Gasgoo.com (Shanghai October 21) - Facing an ever competitive market, Jianghuai Automobiles has been embarking on new expansion projects. In a report appearing in the Nanfang Daily earlier this week, the Anhui-based manufacturer announced that it will be spending over 160 million yuan ($25.42m) to purchase shares in both Yangzhou Light Automobile and subsidiary Jianghuai Anchi. Following the purchase, JAC will have access to two new production sites, which will help it decrease its overall costs.
JAC's decision to purchase shares in the two companies was passed by its board of directors earlier this week. The board agreed to use cash to fulfill the purchases, which will see its stakes in Yangzhou Light Automobile and Jianghuai Anchi rise to 67 percent and 100 percent, respectively. JAC's original stake in Anchi, which was established in 2010 as a SUV and pickup truck manufacturer, was 90 percent. Following the acquisition, the added value rate of Anchi's stock is evaluated to be 14 percent.
JAC was one of the better performing domestic manufacturers in September, having managed to sell a total of 11,606 vehicles.

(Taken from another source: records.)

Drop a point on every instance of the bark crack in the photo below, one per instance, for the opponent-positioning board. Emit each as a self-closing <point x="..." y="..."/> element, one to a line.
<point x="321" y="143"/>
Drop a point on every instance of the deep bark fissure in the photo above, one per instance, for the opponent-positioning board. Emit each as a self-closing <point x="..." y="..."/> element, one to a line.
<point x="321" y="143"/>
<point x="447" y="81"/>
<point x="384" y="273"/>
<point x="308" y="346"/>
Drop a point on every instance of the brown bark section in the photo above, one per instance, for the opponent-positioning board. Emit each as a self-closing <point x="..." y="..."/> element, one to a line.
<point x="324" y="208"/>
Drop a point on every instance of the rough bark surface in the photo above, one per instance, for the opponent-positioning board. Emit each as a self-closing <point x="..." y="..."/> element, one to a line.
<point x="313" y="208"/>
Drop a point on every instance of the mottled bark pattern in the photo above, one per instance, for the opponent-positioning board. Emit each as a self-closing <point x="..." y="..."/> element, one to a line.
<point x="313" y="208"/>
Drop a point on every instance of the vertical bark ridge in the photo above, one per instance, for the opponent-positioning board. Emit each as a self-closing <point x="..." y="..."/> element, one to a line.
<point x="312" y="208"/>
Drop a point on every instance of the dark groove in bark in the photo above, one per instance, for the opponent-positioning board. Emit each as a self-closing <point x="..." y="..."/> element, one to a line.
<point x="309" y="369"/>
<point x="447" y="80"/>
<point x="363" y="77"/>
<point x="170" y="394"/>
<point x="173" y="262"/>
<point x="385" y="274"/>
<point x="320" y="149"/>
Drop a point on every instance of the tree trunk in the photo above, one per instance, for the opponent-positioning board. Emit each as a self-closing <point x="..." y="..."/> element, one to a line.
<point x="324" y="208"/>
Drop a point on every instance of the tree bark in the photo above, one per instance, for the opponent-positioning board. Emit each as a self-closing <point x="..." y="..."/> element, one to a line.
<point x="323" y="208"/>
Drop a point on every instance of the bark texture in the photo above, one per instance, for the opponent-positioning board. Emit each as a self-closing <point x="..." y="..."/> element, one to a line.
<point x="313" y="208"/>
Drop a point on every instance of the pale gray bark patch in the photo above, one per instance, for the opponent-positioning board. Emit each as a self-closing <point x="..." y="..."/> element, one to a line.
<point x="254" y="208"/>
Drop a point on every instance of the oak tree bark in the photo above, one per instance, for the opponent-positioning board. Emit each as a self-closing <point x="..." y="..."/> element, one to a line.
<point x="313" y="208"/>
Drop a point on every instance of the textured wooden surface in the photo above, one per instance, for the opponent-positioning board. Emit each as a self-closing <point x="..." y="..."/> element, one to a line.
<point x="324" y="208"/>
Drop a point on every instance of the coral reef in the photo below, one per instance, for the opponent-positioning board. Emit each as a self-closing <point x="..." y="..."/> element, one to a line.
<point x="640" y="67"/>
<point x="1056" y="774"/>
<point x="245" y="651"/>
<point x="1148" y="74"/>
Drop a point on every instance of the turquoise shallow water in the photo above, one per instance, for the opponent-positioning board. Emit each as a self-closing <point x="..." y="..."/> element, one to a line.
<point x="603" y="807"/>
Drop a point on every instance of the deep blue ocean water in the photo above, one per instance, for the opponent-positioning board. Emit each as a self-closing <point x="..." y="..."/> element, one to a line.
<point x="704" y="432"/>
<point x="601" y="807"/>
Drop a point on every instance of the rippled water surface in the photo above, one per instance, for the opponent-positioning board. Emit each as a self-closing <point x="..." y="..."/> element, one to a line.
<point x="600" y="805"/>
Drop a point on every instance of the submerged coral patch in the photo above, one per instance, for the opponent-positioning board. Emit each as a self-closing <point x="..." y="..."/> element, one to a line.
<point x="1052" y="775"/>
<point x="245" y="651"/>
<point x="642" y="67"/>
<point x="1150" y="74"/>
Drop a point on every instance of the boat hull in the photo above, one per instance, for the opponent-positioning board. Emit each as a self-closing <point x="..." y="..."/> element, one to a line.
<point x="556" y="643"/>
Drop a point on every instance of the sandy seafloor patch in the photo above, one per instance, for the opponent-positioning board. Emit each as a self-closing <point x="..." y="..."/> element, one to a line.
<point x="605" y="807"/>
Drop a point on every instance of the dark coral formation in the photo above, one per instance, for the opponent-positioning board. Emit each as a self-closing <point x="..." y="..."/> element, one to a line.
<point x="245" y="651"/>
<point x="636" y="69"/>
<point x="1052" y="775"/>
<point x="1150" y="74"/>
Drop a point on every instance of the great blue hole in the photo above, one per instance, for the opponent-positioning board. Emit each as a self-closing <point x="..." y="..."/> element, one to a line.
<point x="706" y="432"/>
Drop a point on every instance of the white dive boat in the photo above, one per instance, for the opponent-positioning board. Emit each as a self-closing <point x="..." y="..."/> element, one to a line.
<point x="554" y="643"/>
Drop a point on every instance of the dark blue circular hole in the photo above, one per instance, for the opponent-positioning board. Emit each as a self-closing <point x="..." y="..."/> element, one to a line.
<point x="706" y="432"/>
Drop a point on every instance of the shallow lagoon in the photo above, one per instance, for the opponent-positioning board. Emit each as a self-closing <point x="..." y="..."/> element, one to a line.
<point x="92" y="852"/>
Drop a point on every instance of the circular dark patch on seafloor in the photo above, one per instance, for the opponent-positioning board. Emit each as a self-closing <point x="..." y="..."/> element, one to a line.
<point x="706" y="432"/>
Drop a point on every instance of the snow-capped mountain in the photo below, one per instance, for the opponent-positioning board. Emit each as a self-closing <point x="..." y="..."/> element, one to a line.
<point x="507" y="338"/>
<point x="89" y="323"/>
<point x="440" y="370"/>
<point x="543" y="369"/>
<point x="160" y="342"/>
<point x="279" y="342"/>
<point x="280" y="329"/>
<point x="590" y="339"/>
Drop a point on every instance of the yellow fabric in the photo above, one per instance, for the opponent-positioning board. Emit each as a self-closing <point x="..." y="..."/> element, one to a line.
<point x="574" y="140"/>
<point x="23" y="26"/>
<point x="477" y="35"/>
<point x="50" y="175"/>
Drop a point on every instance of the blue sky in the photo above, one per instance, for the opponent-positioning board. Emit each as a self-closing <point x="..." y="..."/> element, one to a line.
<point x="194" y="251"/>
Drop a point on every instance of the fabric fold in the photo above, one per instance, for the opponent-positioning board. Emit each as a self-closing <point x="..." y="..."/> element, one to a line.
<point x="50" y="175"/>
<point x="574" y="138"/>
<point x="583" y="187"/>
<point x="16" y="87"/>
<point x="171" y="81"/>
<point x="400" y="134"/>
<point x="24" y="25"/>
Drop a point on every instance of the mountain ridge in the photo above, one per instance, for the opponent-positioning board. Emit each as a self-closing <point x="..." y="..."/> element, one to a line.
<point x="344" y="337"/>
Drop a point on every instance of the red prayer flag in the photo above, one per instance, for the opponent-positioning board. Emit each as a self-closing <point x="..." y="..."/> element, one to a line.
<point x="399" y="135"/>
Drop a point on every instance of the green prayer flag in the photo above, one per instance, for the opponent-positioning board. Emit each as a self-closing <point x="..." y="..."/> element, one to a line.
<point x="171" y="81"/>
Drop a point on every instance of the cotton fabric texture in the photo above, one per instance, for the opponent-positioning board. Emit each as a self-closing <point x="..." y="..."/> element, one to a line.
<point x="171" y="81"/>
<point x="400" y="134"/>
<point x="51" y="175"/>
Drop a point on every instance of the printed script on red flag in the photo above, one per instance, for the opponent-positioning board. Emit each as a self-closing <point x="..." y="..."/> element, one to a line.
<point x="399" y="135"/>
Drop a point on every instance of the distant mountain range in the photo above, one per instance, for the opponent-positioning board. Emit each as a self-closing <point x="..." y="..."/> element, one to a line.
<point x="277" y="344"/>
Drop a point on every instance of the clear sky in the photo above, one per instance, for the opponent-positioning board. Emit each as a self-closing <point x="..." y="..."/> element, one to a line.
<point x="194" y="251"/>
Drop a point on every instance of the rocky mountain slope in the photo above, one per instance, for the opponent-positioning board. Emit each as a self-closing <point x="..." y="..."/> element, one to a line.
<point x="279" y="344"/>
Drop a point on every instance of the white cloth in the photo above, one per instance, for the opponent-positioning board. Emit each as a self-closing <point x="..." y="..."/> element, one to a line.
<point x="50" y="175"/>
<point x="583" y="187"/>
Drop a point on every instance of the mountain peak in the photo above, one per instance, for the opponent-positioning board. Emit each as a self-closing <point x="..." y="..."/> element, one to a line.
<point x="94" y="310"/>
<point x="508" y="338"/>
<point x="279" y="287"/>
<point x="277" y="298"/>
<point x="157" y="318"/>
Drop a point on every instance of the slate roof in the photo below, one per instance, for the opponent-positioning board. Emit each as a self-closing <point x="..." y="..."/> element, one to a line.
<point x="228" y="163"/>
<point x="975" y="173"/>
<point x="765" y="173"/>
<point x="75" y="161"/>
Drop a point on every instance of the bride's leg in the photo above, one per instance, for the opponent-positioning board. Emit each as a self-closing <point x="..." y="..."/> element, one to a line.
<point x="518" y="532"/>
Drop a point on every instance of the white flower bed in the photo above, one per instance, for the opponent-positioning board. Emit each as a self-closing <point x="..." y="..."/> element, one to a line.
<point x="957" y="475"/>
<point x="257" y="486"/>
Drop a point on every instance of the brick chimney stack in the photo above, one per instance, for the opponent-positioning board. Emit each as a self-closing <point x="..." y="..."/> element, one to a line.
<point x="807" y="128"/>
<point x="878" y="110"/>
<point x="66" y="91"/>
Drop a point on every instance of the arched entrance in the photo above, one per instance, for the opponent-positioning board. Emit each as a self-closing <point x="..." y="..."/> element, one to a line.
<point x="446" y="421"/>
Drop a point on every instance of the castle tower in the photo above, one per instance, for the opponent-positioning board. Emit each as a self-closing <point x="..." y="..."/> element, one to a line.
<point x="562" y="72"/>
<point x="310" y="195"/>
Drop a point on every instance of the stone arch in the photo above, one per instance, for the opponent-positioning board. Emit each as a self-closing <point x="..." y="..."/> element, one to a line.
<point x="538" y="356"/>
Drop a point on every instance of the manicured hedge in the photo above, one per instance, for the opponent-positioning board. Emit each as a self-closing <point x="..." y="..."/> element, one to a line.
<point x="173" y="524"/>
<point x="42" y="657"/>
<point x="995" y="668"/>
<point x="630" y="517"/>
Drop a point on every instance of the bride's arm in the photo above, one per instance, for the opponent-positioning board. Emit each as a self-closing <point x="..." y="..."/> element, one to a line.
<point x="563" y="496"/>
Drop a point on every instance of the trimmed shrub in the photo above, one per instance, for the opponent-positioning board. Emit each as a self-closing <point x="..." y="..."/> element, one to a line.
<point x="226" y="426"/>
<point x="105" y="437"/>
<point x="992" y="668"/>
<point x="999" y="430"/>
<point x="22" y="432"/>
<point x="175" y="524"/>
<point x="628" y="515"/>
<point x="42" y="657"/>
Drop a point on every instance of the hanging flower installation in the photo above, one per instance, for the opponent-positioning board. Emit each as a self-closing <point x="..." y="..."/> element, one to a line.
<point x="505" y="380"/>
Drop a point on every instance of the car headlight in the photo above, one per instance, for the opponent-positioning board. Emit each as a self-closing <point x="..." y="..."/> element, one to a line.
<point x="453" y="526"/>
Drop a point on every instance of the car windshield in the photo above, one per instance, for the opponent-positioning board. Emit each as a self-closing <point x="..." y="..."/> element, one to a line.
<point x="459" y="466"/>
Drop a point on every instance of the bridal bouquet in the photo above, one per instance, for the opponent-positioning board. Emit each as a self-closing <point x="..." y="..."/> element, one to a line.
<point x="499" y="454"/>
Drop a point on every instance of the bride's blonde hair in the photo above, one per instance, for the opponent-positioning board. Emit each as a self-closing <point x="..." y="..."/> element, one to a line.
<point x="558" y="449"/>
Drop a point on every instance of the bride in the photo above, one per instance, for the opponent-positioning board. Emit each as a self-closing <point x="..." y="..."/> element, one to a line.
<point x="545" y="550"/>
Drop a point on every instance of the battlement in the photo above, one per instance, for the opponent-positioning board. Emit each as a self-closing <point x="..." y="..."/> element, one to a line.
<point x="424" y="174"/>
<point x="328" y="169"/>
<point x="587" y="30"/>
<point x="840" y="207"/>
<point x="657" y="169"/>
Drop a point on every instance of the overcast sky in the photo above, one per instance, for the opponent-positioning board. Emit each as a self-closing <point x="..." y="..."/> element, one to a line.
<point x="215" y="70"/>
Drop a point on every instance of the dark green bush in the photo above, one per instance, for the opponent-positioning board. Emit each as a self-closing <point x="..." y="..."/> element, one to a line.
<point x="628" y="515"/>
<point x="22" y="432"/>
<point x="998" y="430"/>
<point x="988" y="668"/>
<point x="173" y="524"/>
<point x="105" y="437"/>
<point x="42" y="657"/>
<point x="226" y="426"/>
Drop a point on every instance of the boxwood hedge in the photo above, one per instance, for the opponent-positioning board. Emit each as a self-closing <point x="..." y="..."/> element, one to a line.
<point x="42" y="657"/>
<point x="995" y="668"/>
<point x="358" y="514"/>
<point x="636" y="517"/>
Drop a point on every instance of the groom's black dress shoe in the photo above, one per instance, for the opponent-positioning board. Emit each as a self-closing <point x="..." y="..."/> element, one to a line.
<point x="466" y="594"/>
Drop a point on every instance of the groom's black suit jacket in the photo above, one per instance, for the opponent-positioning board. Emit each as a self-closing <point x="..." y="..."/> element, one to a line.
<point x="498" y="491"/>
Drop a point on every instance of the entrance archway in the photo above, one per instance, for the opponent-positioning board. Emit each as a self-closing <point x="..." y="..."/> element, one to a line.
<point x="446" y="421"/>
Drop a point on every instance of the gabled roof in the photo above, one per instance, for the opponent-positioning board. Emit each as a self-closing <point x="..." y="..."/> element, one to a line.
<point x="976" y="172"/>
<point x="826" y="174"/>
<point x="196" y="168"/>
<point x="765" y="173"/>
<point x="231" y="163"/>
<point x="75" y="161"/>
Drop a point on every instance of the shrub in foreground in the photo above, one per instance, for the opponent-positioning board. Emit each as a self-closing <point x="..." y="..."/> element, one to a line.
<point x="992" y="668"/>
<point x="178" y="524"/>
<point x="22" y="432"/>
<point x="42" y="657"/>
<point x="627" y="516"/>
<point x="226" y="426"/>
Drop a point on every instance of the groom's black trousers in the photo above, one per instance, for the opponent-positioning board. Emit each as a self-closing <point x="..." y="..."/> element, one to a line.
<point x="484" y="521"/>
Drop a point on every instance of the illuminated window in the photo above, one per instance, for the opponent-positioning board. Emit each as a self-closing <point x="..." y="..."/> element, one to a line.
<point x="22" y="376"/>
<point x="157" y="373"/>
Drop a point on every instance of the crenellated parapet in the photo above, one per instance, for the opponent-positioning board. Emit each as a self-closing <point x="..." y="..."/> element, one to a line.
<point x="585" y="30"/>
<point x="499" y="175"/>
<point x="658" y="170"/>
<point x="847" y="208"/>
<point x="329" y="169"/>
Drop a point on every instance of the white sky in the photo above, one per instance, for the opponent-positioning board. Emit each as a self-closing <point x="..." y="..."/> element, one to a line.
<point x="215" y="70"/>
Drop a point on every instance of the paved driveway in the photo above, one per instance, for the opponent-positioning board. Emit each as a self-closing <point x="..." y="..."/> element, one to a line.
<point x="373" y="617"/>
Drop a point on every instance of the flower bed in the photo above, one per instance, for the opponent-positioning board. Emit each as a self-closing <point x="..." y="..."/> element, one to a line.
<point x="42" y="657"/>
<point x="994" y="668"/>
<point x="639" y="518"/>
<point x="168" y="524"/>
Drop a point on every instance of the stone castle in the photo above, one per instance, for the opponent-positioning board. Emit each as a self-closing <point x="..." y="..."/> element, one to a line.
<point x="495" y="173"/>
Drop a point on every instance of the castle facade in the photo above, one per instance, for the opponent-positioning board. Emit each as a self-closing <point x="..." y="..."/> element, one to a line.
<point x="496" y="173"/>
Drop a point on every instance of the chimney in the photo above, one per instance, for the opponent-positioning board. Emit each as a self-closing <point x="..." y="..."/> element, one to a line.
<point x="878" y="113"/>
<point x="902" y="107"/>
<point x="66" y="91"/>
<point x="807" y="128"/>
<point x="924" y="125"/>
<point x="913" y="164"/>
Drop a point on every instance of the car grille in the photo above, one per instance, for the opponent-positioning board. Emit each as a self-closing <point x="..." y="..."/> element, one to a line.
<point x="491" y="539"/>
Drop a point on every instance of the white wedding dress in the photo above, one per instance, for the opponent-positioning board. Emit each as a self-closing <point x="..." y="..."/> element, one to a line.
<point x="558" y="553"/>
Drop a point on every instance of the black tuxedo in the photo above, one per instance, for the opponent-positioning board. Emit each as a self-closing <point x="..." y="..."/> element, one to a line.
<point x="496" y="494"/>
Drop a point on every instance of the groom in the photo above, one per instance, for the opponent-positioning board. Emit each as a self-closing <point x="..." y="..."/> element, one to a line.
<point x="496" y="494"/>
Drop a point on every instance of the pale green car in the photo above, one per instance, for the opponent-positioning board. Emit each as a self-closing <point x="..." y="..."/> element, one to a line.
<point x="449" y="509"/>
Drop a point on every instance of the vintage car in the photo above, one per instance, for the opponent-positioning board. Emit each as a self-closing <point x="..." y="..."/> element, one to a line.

JAC's sales grew 65.28 percent from August to September and 33.19 percent from September 2011 to September of this year. Compared with average industry growth rate of 38.7 percent and 11.4 percent, JAC's performance was exceptionally strong. Sales of its flagship Heyue sedan (pictured) were very good, with a total of 8,334 units sold during the month. The manufacturer's commercial vehicle sales were also notable.
JAC's reported stock price rose from 4.3 yuan ($0.6832) at the end of August to 5.33 yuan ($0.8468) this past Wednesday.